Each of those ousted bosses had spent their working lives at BP, clocking up around 30 years each.

Horton doubled as chairman and BP has had similar problems with that position too. Peter Sutherland clashed publicly with Browne for many months before the incident that forced out the chief executive, but the oil group spent 17 months trying to find a replacement for him – and there is clearly now dissatisfaction with Carl-Henric Svanberg too.

BP has yet again turned to its pool of long-serving internal candidates in appointing Robert Dudley to replace Hayward but perhaps it should be questioning the policy of recruiting from its own ranks. The policy risks an in-breeding that prevents new views and cultures being brought into a company and can preserve bad practices.

The promote-from-within policy works well at Tesco because that company nurtures middle-managers with the intention that at least one will be suitable to rise to the top. It is not obvious that BP did that. Hayward may have proved his loyalty and been an expert geologist, but he clearly failed on important aspects of the CEO role, most notably on communication with press and politicians. If he had been groomed for the job, he would have been practised in those roles.

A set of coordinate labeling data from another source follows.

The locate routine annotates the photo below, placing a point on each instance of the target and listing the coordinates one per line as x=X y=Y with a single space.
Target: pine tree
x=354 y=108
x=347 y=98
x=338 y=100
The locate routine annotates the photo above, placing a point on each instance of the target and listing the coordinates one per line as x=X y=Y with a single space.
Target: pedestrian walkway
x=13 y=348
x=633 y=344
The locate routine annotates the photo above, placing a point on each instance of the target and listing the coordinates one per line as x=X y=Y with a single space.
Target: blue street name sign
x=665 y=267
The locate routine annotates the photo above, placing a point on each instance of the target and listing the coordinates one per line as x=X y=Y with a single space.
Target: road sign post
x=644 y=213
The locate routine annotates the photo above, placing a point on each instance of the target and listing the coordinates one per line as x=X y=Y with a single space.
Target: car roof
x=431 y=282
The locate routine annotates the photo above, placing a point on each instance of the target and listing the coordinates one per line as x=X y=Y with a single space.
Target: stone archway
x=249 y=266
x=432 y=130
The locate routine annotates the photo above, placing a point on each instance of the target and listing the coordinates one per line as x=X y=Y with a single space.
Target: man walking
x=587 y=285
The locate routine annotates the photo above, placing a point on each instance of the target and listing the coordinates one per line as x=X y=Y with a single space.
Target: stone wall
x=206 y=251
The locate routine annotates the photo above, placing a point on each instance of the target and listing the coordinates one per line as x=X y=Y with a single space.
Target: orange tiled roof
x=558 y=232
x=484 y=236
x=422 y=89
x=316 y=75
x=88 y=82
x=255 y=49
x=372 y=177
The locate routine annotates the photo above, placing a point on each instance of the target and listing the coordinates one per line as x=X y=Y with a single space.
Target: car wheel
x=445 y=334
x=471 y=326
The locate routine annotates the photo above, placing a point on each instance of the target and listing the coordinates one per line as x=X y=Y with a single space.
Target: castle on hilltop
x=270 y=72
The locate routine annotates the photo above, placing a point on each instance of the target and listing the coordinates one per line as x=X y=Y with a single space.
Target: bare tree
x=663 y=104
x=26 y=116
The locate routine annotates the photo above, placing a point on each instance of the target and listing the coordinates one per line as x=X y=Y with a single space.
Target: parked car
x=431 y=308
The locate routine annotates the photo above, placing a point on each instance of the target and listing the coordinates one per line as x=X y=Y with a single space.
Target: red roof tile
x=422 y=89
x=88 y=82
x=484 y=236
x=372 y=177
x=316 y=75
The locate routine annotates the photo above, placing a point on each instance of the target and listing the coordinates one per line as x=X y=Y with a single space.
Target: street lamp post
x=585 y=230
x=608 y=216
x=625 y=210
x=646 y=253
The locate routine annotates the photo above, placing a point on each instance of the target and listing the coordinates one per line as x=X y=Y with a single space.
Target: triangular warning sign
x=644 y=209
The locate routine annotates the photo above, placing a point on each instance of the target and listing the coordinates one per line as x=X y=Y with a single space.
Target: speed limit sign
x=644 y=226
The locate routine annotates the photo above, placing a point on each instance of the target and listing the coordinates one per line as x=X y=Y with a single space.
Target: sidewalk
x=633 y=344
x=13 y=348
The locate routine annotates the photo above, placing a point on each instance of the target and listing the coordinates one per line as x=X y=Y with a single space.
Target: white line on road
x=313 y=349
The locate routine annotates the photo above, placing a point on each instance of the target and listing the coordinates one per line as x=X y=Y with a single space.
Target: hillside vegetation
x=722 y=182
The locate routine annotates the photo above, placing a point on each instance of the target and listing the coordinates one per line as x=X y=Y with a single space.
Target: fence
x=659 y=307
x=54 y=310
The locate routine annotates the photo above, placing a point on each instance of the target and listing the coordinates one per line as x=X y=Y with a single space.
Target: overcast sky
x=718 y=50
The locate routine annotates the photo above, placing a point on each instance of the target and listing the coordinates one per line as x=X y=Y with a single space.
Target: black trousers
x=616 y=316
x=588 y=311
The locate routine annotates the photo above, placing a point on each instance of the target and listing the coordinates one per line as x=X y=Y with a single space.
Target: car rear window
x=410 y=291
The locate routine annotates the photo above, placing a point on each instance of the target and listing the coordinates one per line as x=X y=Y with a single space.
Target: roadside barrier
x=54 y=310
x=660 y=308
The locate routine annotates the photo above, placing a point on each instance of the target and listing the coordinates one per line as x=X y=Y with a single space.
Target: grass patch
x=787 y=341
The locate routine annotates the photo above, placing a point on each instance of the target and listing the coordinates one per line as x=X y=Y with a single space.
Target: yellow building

If BP takes succession planning seriously it should be running a nursery of executives who can become future chiefs. If Dudley has not been trained in all aspects of being the boss he will have to learn fast.



2 comments on “BP Plc gets its succession planning wrong”

  1. Luca says:

    It is unfortunate that you have your facts wrong, perhaps to purposely to make it fit the point you are trying to make? Lord Browne left BP because he had reached retirement age. This was publicised at the time. Yes he has a personal issue that prevented him from fighting harder with the board to work beyond retirement age, but at the end of 10 very successful years for BP he retired. Haywood on the otherhand had been very succesful, improved profits and the culture within the organisation. He has alot of support with investors and internal staff alike. His performance has been exceptional, however he is now the scapgoat for an irate american market, who aren’t prepared to wait for the investigation before finding Haywood and BP guilty.

    If you look at the facts, internal succession planning at BP has worked very well. The outsider (Svanberg) is the one who has failed dismally and he is an outsider hired in.

  2. Richard Northedge says:

    Browne had no wish to leave BP, retirement date or not. He and his chairman were in open dispute about this. A compromise was reached whereby he stayed on longer - but not as long as he wanted. But those plans were overtaken by the relevations about his statements about his private life which led to him leaving prematurely, immediately and in disgrace. None of that suggests smooth succession planning.